Translation is a lot of work. For english german google translate works
not bad, so I would do an automatic translation. Does that work as well
for Japanese language already?
Unfortunately I can not promise when I will finish the book, and if at
all. I spent only 400 hours for it til now, which is not that much (I
spent 1600 hours on the gintro bindings in the last 5 years totally).
But the current content is a direct flow from my head to the text, so
it was fast. Macros, threading, async would be much slower. And I am
still not sure if I should write about macros and async at all, as the
book is for beginners, and macros is advanced stuff.

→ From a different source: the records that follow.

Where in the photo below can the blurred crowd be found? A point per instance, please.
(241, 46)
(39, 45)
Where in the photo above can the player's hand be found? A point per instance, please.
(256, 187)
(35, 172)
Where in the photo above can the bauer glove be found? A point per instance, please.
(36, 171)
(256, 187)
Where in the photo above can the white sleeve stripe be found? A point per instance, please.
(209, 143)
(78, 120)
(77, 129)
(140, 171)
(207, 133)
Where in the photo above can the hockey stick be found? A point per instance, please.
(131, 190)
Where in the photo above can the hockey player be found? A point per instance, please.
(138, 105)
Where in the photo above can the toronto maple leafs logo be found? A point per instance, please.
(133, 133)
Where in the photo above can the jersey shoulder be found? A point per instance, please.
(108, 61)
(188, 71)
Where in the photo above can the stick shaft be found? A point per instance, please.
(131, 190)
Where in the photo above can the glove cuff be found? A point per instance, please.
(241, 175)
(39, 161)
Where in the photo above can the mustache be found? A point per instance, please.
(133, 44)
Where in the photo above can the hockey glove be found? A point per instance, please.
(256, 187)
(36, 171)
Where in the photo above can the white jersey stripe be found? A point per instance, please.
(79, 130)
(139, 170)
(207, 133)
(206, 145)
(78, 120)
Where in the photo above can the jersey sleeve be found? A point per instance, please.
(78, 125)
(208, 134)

So you should really think about your idea carefully, maybe ask your
friends, maybe ask at pages like reddit, maybe at the Nim forum. Note
that I am not sure if I will continue using the Nim Forum, the people
are really a bit too unfriendly sometimes, see
https://forum.nim-lang.org/t/7832
"Alternatively you can always phrase your posts in a more civilized
manner."
Generally my feeling is that currently some translation of the official
docs, as the tut1 and tut2 makes more sense and is much less work, and
the official docs are already in a more stable state, while my book is
still work in progress. For people with some computer science
background the official docs are fine.
But I have to admit that I don't know it. I started the book about one
year ago because we had in the last years some beginners without any
experience in computer programming, and they ask if they should learn
Nim as first language. A serious answer was no, better learn Python or
C first, as we have not too much learning resources. Some Nim devs said
yes, just start with Nim. But often then the beginners tried for a few
months, failed and vanished. My hope was to improve the beginner
experience with the book.
Final point: The young people seems to like videos today. We had
someone who made a collection of about 25 beginner videos, while he was
a beginner himself, I guess he has never written actual Nim software. I
tried to watch his videos for some minutes... But people seem to like
it? Videos are one reason why my expected selling rates for the book
are so low. And Nim homepage promotes the videos, they linked it.
The situation would drastically change when teachers would start
teaching Nim at school or as first language in first year at
university. But I don't think this will happen soon.